In our request we specify Limit (limit override) - https://github.com/envoyproxy/java-control-plane/blob/main/api/src/main/proto/envoy/extensions/common/ratelimit/v3/ratelimit.proto#L93 on every request which lead to this codepath getting executed - https://github.com/envoyproxy/ratelimit/blob/main/src/config/config_impl.go#L252-L261

In that if statement when unique IP is getting used on every request we are getting unique rateLimitKey and also as a result are getting new set of stats Counters this.statsManager.NewStats(rateLimitKey),. So number of stats Counters and keys always grows over time.

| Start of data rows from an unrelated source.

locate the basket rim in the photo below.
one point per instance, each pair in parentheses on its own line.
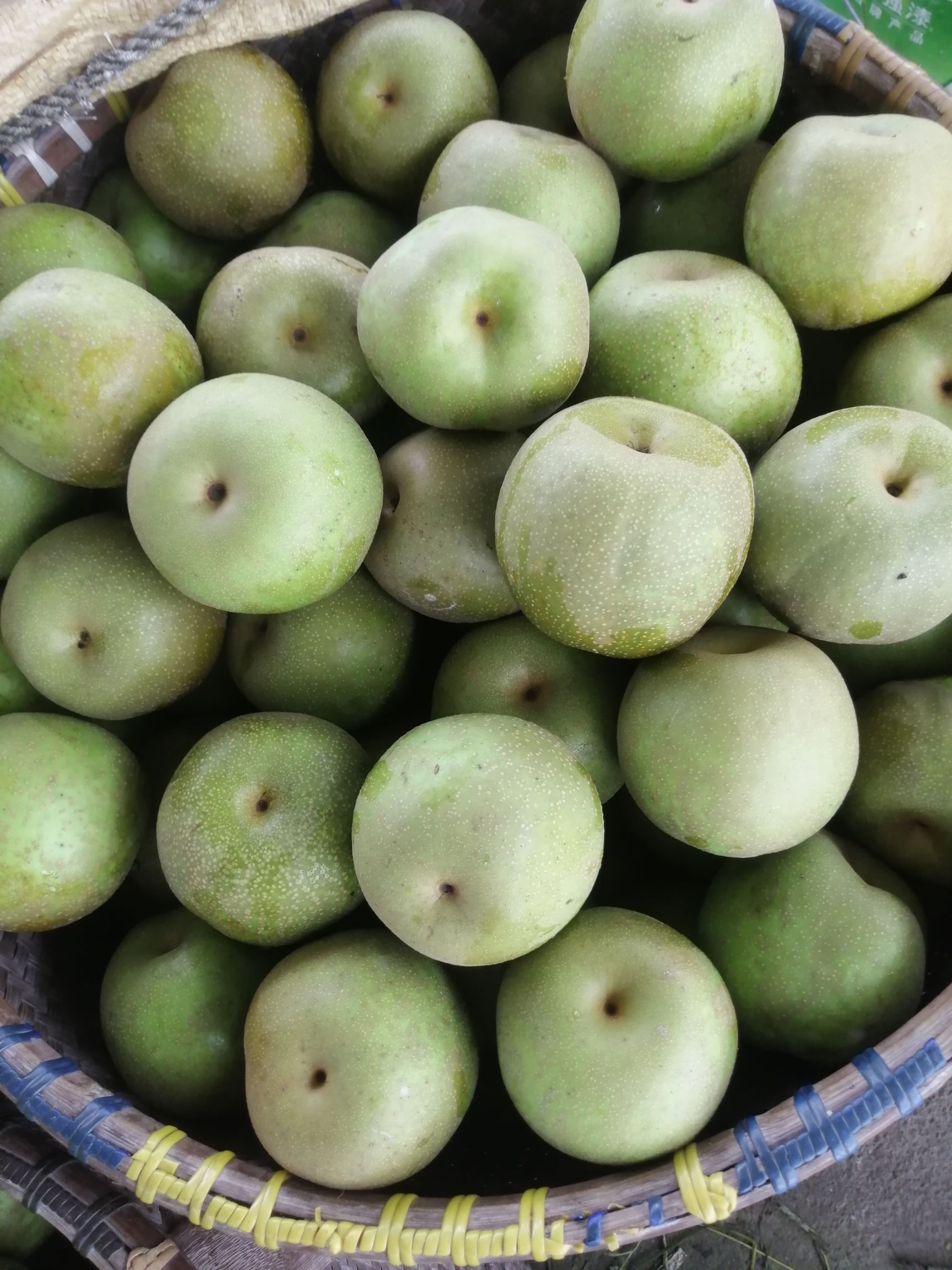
(766,1155)
(763,1156)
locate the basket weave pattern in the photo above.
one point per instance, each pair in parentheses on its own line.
(215,1191)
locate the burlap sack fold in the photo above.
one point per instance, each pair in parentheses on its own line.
(45,44)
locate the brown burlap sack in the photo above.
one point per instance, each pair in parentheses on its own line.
(46,44)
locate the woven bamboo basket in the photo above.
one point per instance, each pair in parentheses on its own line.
(235,1209)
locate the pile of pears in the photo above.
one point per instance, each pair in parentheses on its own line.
(390,482)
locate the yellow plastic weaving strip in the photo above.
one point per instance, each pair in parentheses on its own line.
(9,196)
(710,1199)
(154,1174)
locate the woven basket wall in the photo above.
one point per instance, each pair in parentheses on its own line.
(244,1213)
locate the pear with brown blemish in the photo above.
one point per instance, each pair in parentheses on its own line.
(533,92)
(223,143)
(98,630)
(704,214)
(73,812)
(740,742)
(478,837)
(853,529)
(435,548)
(668,89)
(360,1061)
(177,266)
(820,946)
(511,667)
(338,220)
(544,177)
(616,1039)
(848,218)
(700,333)
(254,827)
(900,804)
(477,319)
(40,236)
(623,525)
(30,506)
(290,311)
(86,362)
(256,494)
(173,1008)
(342,658)
(907,365)
(393,92)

• Stats should not be collected at all if USE_STATSD is set to false.
• Stats should expire and stats cache should get cleaned up over time

UPDATE:

our simplified ratelimit request to looks like this:

{
    "domain": "app",
    "descriptors": [
        {
            "entries": {
            	"key": "our_entry_key",
            	"value": "customer1234_1.2.3.4"
            },
            "limit": {
            	"requests_per_unit": 1000,
            	"unit": "MINUTE"
            }
        }
    ],
    "hits_addend": 1
}

^ note 2 things

• we have limit defined in each request and is different based on customer. In this case customer is customer1234
• key is built by <customer_identifier>_<ip>

Because limit is defined this code path is getting executed
https://github.com/envoyproxy/ratelimit/blob/main/src/config/config_impl.go#L252-L261
which executes this.statsManager.NewStats(rateLimitKey) which will build whole bunch of new stats counters based on key (customer1234_1.2.3.4)

[mattklein123]

At one point we did not collect stats on a per key basis for this very reason. Has this regressed? Or do you have per-key/detailed stats enabled?

[zdmytriv]

It looks like regression. There is no settings (settings.go) like ENABLE_PER_KEY_STATS but it would be great to have one.

[mattklein123]

Hmm, now I'm confused and I don't remember the history. I was thinking about #181 which is not yet implemented. Is this a regression from #242? We definitely should not be making a new metric for every key/value pair and we need to figure out when that was introduced and revert it.

[zdmytriv]

issue has been introduced here in #158

GetLimits --> NewRateLimit --> newRateLimitStats

[mattklein123]

OK, thanks for tracking down. cc @Pchelolo.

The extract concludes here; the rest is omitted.